Un homme entre dans la pièce et s'approche d'elle, une tablette à la main. Elle remarque ses yeux étranges qu'elle a eu l'occasion d'appréhender une fois par le passé. Maintenant qu'elle sait à quoi ils servent, elle ne peut empêcher une certaine gêne de s'installer, consciente qu'il peut voir au travers d'elle s'il le souhaite. L'homme est vêtu de blanc et d'argent, un uniforme qui laisse supposer dans quelle équipe il est affecté. Ses traits sont durs, sa mâchoire anguleuse, et, malgré sa peau sombre, les balafres qui strient son visage sont bien visibles. Elles lui donnent une apparence hargneuse. Mais sa voix reflète une gentillesse telle que, même lorsqu'il a appuyé sur le grade de Lexi, ça ne ressemblait pas plus à un reproche qu'à une remarque amusée.

« Je suis l'officier Jessen, responsable de l'équipe médicale à bord de l'Hyperion. Et si j'en crois la réaction du capitaine en apprenant que vous vous êtes évanouie, vous êtes un cadet très téméraire », dit-il, un sourire au bord des lèvres.

Lexi se fige alors que le médecin tapote sur sa tablette, avant de la poser sur le bord du lit. Elle y jette bien un coup d'oeil mais l'écran noir ne lui en dit pas plus. Dans une grimace qui n'a rien à voir avec la douleur — d'ailleurs, il a raison, son mal de tête commence déjà à diminuer —, Lexi lève les yeux.

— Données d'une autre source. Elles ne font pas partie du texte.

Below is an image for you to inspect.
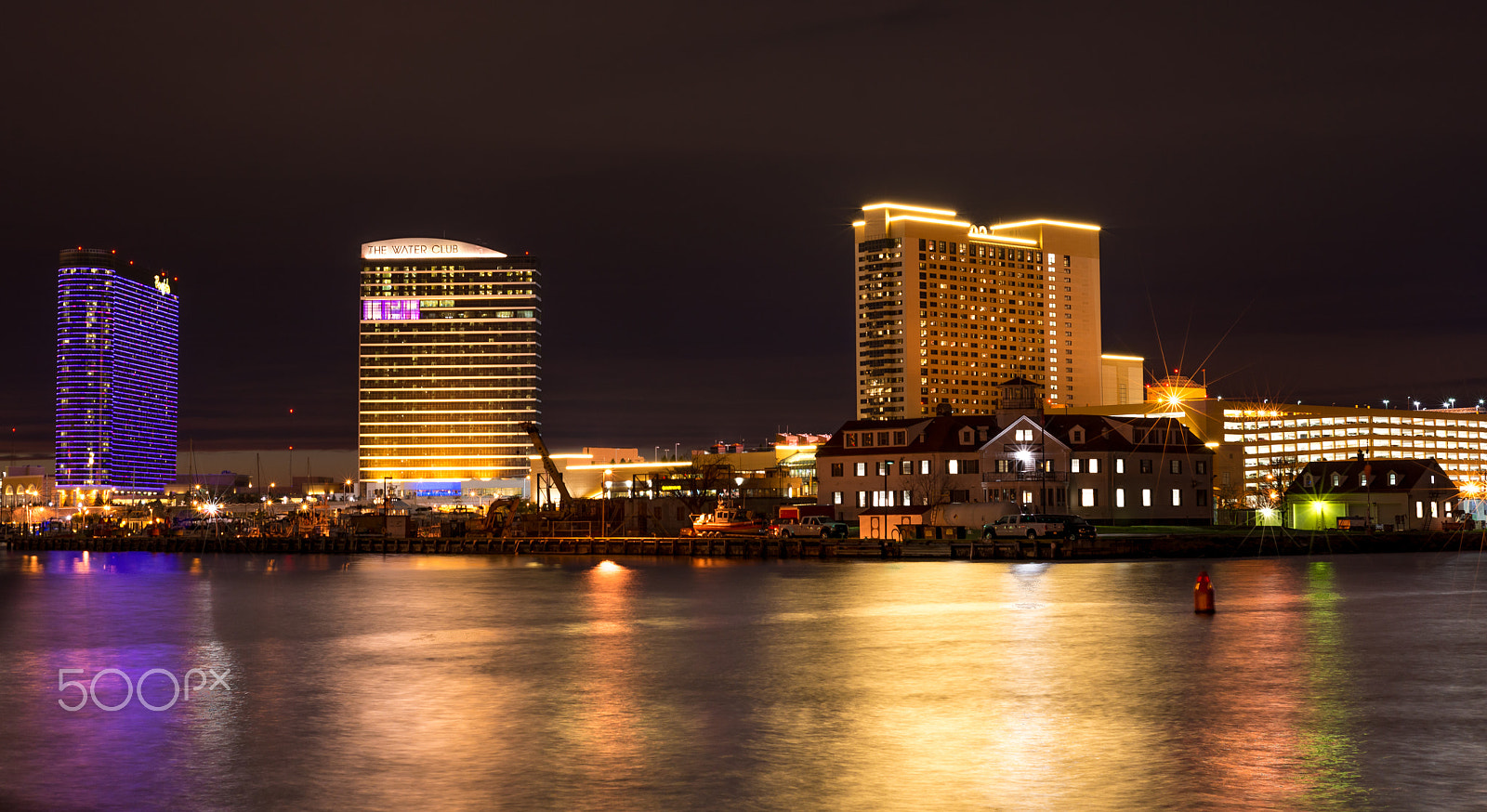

« Vous avez prévenu le capitaine...

— Évidemment », s'offusque-t-il en lui lançant un regard tel qu'il questionne silencieusement son état mental.

Il précise, ensuite :

« Les cadets n'ont rien à faire dans l'espace. Et, en général, ils ont la présence d'esprit de ne pas embarquer clandestinement. Ça vous arrive souvent de bafouer l'autorité de vos supérieurs ? »

Le médecin émet un rire à peine audible, la tête légèrement penchée sur le côté, en analysant Lexi du regard. Regard qu'elle est incapable de soutenir, alors qu'elle devient cramoisie. Elle aurait pu nier mais à quoi bon ? Elle est certaine qu'il a déjà lu l'ensemble de ses exploits, de toute manière. Et puis, elle réalise qu'elle n'a pas à rougir de vouloir faire ce qui lui paraît juste. Encore moins quand la Garde fait la justice comme elle l'entend, au détriment de la vie des uns et des autres. Lexi se redresse, pas plus pour se donner contenance que pour asseoir ses propos, comme si elle avait encore besoin de s'en convaincre :

« Ça m'arrive quand ma famille est concernée.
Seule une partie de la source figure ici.